Opening a restaurant is never easy, but it’s even more daunting when you’re tasked with reopening a space in Steve Wynn’s eponymous Vegas casino. In mid-2012, the venue formerly known as Okada reopened as Mizumi under new executive chef Devin Hashimoto. He revamped the menu to complement the interior’s remodel, resulting in an elegant dining destination serving Japanese favorites and Pan-Asian dishes.

Ingredient he’s currently obsessed with: soy salt “When I first got to Mizumi I had actually never seen it before. It’s very flaky, and ever since I tried it, I’ve been using it throughout the menu. It has a nice, really dark black color and is very crunchy.
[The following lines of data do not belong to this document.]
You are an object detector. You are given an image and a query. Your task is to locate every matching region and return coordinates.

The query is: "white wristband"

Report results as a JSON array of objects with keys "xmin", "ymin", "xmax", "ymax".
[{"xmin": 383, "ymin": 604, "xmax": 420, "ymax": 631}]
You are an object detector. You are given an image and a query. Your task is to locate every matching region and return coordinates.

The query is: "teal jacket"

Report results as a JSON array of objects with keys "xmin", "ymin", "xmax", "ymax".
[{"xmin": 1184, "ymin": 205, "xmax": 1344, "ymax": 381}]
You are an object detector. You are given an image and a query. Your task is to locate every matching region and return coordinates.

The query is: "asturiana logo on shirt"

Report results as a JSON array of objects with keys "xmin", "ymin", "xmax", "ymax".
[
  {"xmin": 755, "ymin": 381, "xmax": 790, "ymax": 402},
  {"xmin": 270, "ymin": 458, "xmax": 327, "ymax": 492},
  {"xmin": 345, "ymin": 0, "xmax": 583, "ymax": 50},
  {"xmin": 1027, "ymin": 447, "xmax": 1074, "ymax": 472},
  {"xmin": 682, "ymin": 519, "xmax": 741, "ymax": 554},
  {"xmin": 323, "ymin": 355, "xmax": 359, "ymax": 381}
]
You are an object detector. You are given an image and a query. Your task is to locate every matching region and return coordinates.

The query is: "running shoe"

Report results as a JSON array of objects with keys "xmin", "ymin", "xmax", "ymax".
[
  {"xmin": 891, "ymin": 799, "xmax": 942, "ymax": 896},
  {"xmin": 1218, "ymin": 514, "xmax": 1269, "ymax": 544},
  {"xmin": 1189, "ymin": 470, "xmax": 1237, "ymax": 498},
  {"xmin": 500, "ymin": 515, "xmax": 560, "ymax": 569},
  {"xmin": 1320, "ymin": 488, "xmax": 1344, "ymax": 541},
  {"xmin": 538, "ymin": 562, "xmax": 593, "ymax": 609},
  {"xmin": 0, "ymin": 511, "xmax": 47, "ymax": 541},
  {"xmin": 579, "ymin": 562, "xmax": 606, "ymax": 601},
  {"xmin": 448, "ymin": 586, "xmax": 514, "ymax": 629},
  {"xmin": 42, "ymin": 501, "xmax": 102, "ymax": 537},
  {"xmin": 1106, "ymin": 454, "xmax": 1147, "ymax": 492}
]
It just adds a clean soy flavor without the saltiness, which is very strange, considering it’s called salt.”

Favorite brewer: Hitachino Nest “I love the Sweet Stout, because I love the taste of espresso. I also really like the Red Rice Ale. We started carrying them when we reopened, which I was very happy about. It’s just a great brewery not a lot of people know about.”

Most memorable meal: Daniel in New York “We did the wine pairings, and they were amazing. Tableside service included a salt-cured John Dory, and it was very old-school. Execution-wise—particularly knowing how busy the restaurant was—everything was spot-on. I was blown away.”